When you start to think about an OI implementation program you will immediately touch culture and change issues. You should avoid by any means ending up with a program that is merely a set of training and communication activities which “make good sense”.
A large part of the implementation success depends on having a clear and solid methodology for developing a meaningful implementation program. “Meaningful” in this context means that the program is:
Targeted at the specific Change (which consists of a multitude of change aspects for a multitude of individuals)
Effective (i.e. ensures Culture Change)
Efficient (i.e. achieves this goal with minimum strains on resources and budgets)
Now, a move from “Old School” innovation to OI is a huge leap requiring fundamental changes in the way of thinking and acting from the key innovators. The Top Management needs to guide the way and to establish trust in the staff.
The staff will watch closely how the Top Management talks, walks the talk and which signs are set. All these will be interpreted as harbingers of the culture yet to come. Therefore an OI implementation program will hardly work if it is developed “by some experts” behind closed doors. The design process of your implementation program needs to reflect the spirit of openness, partnership and co-innovation the overall OI should be.

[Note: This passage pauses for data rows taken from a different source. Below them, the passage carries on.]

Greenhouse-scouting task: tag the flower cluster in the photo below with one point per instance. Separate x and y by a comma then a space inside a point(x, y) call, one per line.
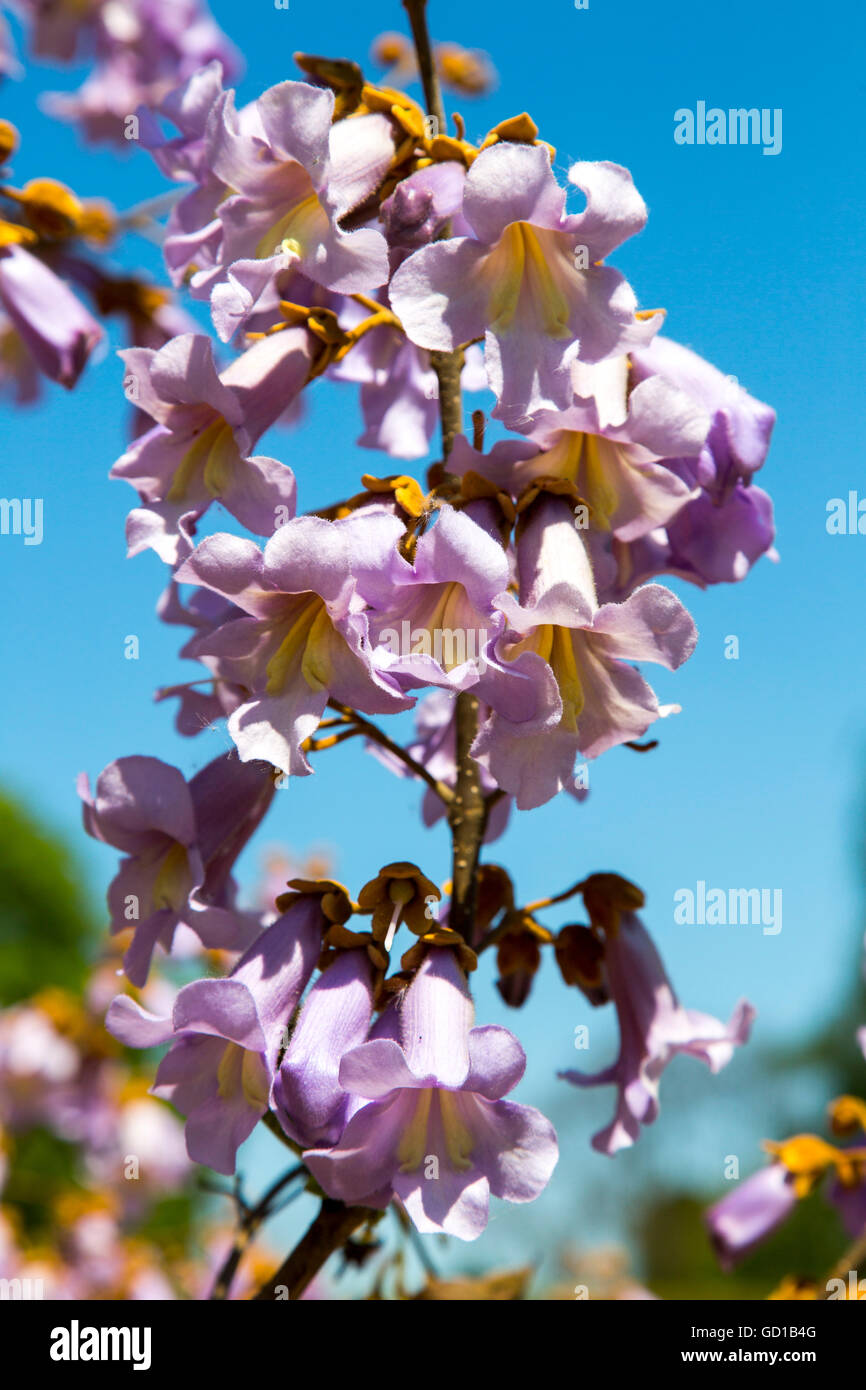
point(334, 232)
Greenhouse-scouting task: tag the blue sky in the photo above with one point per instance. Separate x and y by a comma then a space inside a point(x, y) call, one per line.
point(759, 781)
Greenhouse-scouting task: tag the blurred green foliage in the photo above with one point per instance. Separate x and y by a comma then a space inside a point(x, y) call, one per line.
point(46, 931)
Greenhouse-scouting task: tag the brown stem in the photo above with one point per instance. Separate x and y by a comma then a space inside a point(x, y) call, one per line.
point(328, 1232)
point(467, 812)
point(430, 79)
point(560, 897)
point(467, 819)
point(380, 737)
point(446, 364)
point(246, 1230)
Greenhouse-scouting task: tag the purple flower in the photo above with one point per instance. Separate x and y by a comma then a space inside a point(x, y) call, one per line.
point(203, 613)
point(433, 1126)
point(52, 321)
point(654, 1029)
point(719, 535)
point(528, 277)
point(309, 1101)
point(590, 698)
point(227, 1036)
point(421, 205)
point(293, 175)
point(441, 624)
point(751, 1214)
point(303, 634)
point(180, 843)
point(615, 469)
point(207, 424)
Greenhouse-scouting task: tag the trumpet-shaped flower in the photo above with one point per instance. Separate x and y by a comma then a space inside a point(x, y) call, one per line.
point(433, 1126)
point(303, 634)
point(227, 1034)
point(654, 1029)
point(207, 424)
point(180, 841)
point(528, 278)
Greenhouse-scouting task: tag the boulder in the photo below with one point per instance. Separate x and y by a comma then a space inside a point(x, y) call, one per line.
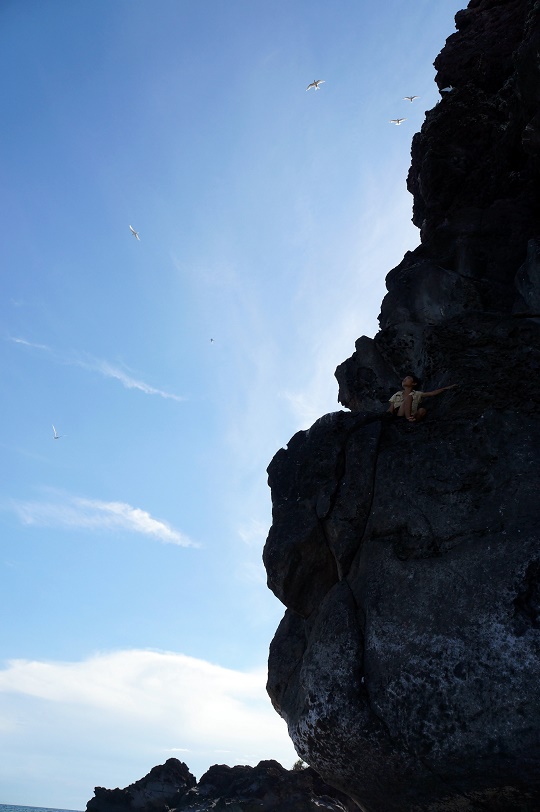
point(407, 664)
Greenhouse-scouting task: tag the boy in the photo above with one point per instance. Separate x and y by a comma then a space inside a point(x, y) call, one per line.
point(407, 402)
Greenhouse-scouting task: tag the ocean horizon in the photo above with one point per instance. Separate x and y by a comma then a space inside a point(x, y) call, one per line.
point(18, 808)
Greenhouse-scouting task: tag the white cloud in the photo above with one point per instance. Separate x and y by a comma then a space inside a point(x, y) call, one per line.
point(74, 511)
point(26, 343)
point(104, 367)
point(109, 371)
point(133, 708)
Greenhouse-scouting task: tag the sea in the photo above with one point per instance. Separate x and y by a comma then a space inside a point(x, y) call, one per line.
point(14, 808)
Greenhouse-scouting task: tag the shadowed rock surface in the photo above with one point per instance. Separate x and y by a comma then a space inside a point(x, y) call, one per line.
point(268, 787)
point(407, 665)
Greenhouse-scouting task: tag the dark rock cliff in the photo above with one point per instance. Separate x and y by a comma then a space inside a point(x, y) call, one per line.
point(268, 787)
point(407, 664)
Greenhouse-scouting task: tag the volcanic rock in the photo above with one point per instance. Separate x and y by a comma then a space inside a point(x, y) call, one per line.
point(161, 789)
point(268, 787)
point(407, 665)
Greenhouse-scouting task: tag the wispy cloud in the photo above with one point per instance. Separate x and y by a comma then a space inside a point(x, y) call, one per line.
point(133, 708)
point(107, 369)
point(32, 344)
point(103, 367)
point(77, 512)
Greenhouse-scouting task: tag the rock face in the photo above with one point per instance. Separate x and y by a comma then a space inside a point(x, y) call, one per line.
point(268, 787)
point(407, 665)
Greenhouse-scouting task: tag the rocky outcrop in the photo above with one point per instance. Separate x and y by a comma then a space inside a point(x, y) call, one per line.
point(162, 789)
point(407, 665)
point(268, 787)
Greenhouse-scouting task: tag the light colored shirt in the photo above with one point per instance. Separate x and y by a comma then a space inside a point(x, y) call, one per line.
point(397, 400)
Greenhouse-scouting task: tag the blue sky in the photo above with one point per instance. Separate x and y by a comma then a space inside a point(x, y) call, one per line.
point(136, 616)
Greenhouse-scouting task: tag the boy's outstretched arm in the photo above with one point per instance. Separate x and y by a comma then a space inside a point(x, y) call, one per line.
point(438, 391)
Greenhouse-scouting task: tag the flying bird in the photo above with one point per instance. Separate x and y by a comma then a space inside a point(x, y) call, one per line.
point(316, 84)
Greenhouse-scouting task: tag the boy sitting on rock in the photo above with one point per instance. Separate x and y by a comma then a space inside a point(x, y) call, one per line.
point(406, 403)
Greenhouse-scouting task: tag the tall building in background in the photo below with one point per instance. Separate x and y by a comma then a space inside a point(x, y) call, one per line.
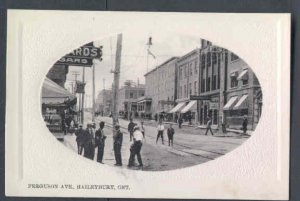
point(160, 91)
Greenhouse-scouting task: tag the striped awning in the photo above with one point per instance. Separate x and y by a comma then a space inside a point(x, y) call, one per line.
point(54, 94)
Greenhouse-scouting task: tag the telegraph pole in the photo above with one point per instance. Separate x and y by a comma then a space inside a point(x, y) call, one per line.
point(93, 97)
point(82, 96)
point(116, 80)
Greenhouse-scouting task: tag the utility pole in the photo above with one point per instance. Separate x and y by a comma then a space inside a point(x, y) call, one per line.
point(116, 80)
point(82, 96)
point(93, 96)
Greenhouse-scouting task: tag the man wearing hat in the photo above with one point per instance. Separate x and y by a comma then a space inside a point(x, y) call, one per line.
point(79, 139)
point(118, 139)
point(89, 142)
point(100, 141)
point(136, 147)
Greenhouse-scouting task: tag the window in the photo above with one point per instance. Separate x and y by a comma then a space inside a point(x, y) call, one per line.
point(234, 57)
point(234, 81)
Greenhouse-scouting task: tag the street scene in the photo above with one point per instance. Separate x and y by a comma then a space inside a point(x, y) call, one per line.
point(137, 103)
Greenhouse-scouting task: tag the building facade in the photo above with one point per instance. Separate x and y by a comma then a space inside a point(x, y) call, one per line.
point(104, 102)
point(160, 89)
point(58, 74)
point(187, 86)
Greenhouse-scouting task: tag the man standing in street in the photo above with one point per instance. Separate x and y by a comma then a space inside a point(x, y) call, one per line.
point(244, 125)
point(180, 121)
point(136, 147)
point(208, 126)
point(130, 128)
point(171, 133)
point(80, 139)
point(118, 139)
point(160, 132)
point(100, 141)
point(89, 143)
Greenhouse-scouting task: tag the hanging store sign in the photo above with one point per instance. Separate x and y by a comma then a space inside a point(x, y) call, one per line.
point(195, 97)
point(82, 56)
point(79, 87)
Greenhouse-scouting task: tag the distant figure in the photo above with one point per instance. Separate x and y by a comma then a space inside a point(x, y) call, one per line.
point(89, 143)
point(118, 140)
point(171, 133)
point(100, 141)
point(160, 132)
point(180, 121)
point(80, 139)
point(208, 126)
point(143, 130)
point(130, 128)
point(244, 125)
point(136, 147)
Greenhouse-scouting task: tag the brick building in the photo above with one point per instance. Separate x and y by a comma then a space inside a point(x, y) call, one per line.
point(160, 91)
point(187, 85)
point(104, 102)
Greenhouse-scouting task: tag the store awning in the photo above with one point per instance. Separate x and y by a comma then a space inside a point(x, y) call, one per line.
point(230, 103)
point(53, 94)
point(188, 106)
point(242, 103)
point(177, 107)
point(243, 75)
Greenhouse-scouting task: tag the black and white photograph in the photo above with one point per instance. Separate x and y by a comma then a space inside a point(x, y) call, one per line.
point(151, 102)
point(147, 105)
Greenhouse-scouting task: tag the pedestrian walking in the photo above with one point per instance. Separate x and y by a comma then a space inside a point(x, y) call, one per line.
point(208, 126)
point(135, 149)
point(160, 132)
point(180, 121)
point(80, 139)
point(130, 128)
point(118, 140)
point(100, 141)
point(171, 133)
point(143, 130)
point(89, 143)
point(244, 125)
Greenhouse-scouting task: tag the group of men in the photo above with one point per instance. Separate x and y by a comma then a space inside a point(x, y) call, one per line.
point(89, 139)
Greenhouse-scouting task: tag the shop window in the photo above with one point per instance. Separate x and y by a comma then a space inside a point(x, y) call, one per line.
point(234, 81)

In our client’s case, a group of 40 R&D key people had access to the project site on the Intranet. This Intranet site was built on Microsoft SharePoint technologies so that access and publication could be done with low technological hurdles directly from Microsoft Office applications. This group was able to see the “work in progress” documents, to comment them and to engage in online discussions. Especially when working out the key messages for internal and external communication the group’s input proved to be extremely valuable.